18 Maar stel dat ouders die op leeftijd zijn meerdere kinderen hebben die in de waarheid zijn. Als een van hun kinderen niet getrouwd is, moet hij of zij dan altijd de voornaamste verzorger zijn? Een zuster uit Japan schrijft: „Ik zou graag willen trouwen, maar omdat ik voor mijn ouders moet zorgen, kan dat niet. Ik ben ervan overtuigd dat Jehovah begrijpt hoeveel druk het geeft om voor ouders te zorgen en wat voor pijn alleenstaanden voelen.” Zou ze misschien getrouwde broers en zussen hebben die zonder met haar te overleggen, hebben besloten dat zij hun ouders maar moet verzorgen? Dan zouden ze net zo zijn als de broers van Jeremia die hem niet eerlijk behandelden. (Lees Jeremia 12:6.)
19 Jehovah begrijpt ongehuwden en voelt met hen mee als ze het moeilijk hebben (Ps. 103:11-14). Maar ouders die op leeftijd zijn of lichamelijke gebreken hebben, zijn de ouders van al hun kinderen, niet alleen van de kinderen die ongetrouwd zijn. Misschien zijn sommige kinderen getrouwd en hebben ze zelf kinderen. Maar daardoor verdwijnt de band van natuurlijke genegenheid met hun ouders niet, en evenmin ontslaat het hen van hun christelijke plicht om te helpen als dat nodig is. Jezus was zich zelfs vlak voordat hij aan de martelpaal stierf, bewust van zijn plicht en hij regelde dat er voor zijn moeder gezorgd zou worden (Joh. 19:25-27). De Bijbel geeft geen gedetailleerde regels over de zorg voor bejaarde of hulpbehoevende ouders; ook wordt er niet in geopperd dat ongehuwde kinderen automatisch meer verantwoordelijkheid hebben in de zorg voor hen. Bij deze gevoelige kwestie moeten de details door alle betrokkenen in redelijkheid en met wederzijdse consideratie worden uitgewerkt, waarbij ze het voorbeeld in gedachte houden dat Jezus gaf in verband met de zorg voor zijn moeder.
20. Hoe vind je het om met ongehuwde personen in jullie gemeente om te gaan?
20 Onder inspiratie voorzei Jeremia: „Zij zullen niet meer een ieder zijn metgezel en een ieder zijn broeder leren, door te zeggen: ’Kent Jehovah!’, want zij allen zullen mij kennen” (Jer. 31:34). In beginsel hebben we nu zulke bijzondere vriendschappen met de leden van de christelijke gemeente, ook met alleenstaande broeders en zusters. We willen natuurlijk allemaal wederzijds aanmoedigende omgang met hen hebben en zien hoe ook voor hen geldt dat ze „in leven blijven”.

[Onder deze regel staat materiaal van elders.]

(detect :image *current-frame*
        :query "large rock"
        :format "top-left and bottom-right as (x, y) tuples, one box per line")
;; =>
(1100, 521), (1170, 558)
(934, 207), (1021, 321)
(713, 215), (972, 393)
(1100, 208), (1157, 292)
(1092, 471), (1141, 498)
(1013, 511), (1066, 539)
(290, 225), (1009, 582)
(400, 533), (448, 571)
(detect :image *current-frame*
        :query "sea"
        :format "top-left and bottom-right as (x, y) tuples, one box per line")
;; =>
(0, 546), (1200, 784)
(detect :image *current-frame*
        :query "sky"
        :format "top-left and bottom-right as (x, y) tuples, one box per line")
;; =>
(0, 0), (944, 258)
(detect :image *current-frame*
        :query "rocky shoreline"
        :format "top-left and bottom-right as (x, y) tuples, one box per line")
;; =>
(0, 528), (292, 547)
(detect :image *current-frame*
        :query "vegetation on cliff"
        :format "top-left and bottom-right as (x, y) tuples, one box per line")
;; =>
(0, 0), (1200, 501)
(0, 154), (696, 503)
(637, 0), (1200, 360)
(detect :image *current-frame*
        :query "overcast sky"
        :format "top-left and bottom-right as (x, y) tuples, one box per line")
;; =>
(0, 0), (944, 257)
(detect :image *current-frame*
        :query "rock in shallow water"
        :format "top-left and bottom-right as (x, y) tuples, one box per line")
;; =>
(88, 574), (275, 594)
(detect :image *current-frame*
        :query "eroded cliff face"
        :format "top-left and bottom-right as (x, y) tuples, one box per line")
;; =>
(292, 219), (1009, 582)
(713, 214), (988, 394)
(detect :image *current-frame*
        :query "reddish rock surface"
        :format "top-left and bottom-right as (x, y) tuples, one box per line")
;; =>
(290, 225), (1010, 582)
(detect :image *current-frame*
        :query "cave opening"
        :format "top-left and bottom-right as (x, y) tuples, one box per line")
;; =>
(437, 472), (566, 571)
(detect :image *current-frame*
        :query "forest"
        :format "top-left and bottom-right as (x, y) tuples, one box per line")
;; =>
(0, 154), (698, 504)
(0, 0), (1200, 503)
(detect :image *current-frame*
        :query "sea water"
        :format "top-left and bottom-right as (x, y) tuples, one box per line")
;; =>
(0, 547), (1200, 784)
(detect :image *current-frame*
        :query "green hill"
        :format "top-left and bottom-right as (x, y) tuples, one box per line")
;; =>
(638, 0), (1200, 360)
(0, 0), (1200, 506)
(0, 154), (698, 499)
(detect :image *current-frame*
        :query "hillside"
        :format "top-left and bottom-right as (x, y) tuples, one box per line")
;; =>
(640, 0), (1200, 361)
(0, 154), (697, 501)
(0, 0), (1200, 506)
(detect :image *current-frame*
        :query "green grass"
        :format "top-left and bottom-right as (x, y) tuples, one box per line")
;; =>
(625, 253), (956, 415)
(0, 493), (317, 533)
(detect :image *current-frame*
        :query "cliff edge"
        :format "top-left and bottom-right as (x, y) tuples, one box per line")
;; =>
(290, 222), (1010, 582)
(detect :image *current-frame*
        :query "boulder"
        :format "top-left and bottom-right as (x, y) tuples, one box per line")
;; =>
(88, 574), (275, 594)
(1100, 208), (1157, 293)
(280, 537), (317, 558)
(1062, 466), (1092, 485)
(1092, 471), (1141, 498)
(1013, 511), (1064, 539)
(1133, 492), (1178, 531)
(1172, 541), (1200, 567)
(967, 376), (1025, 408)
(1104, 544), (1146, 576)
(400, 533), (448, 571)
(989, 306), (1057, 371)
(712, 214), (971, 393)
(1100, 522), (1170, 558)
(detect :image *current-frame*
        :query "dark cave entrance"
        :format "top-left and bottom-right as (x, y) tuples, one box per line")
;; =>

Wat zou je nog meer kunnen doen om voor wederzijdse aanmoediging te zorgen tussen jou en ongehuwde broeders of zusters?
a In de Hebreeuwse Geschriften komt geen woord voor vrijgezel voor.
b Jesaja richtte zich in een profetie tot letterlijke eunuchen in zijn tijd, die maar een beperkt aandeel aan de aanbidding van de Israëlieten hadden. Hij voorspelde dat eunuchen door gehoorzaam te zijn „iets wat beter is dan zonen en dochters” zouden krijgen, „een naam tot onbepaalde tijd” in Gods huis (Jes. 56:4, 5).
c Anderen zijn alleen omdat hun partner, misschien een ongelovige, bij hen is weggegaan of van hen gescheiden is.